L'assistante était désemparée
; elle avait déjà mobilisé toutes ses ressources pour lui trouver une place. Devait-elle en parler à la responsable pour voir si elle avait d'autres idées
?
Avant que son assistant puisse prendre une décision, Chu Jifeng se redressa brusquement : « Non, nous devons encore prendre l'initiative. »
Les agissements du réalisateur ont conforté Chu Jifeng dans sa décision de prendre l'initiative et d'aller le voir. Elle comptait les jours
: ses scènes seraient terminées dans trois jours, après quoi elle pourrait changer de métier et devenir serveuse dans un restaurant. Trois jours, ce n'était rien
; elle pouvait attendre.
Avant cela, elle devait en parler à son agent. Lorsque le système l'a contactée, elle avait déjà décidé de mettre un terme à sa carrière d'actrice, et après en avoir discuté avec son agent, celui-ci l'a beaucoup soutenue.

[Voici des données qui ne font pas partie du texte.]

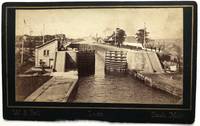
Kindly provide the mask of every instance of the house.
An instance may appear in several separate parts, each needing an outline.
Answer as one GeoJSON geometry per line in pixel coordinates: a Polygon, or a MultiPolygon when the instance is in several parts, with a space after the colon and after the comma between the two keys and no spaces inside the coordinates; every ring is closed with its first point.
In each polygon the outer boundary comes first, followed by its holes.
{"type": "Polygon", "coordinates": [[[144,49],[144,47],[142,46],[141,43],[129,43],[129,42],[124,42],[123,45],[125,45],[126,47],[130,48],[130,49],[136,49],[136,50],[142,50],[144,49]]]}
{"type": "Polygon", "coordinates": [[[55,55],[58,50],[58,39],[53,39],[35,48],[35,67],[54,67],[55,55]]]}
{"type": "Polygon", "coordinates": [[[53,39],[35,49],[35,67],[48,67],[56,72],[66,72],[76,68],[76,52],[75,50],[59,49],[62,41],[53,39]]]}
{"type": "Polygon", "coordinates": [[[134,36],[126,36],[124,42],[127,42],[127,43],[137,43],[137,39],[134,36]]]}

« Chuchu, tu as été tellement occupée pendant toutes ces années, il est temps de profiter de la vie. » Son manager la plaignait. « Tu n'es plus jeune, et tu dois travailler toute la nuit à chaque tournage. Ton corps ne peut plus suivre. »
Chu Jifeng appréciait l'attention, mais s'est fermement opposée à la remarque : « Vous n'êtes plus jeune. » Une femme est dans la fleur de l'âge à trente ans ; comment trente ans pourrait-il ne pas être jeune ?!
Eh bien, ce n'est pas jeune pour un acteur ; il y a plein de jeunes talents dans leur adolescence ou leur vingtaine.
Malgré la durée de l'ère interstellaire, qui s'étend sur des dizaines de milliers d'années, l'espérance de vie humaine n'a guère progressé et les technologies de préservation de la jeunesse n'ont atteint qu'un niveau médiocre. La raison est simple
: la guerre est trop brutale. À l'époque, le temps, l'énergie et les ressources manquaient pour mener des recherches dans ce domaine. Tous les efforts étaient concentrés sur le développement de l'industrie militaire et le temps semblait insuffisant.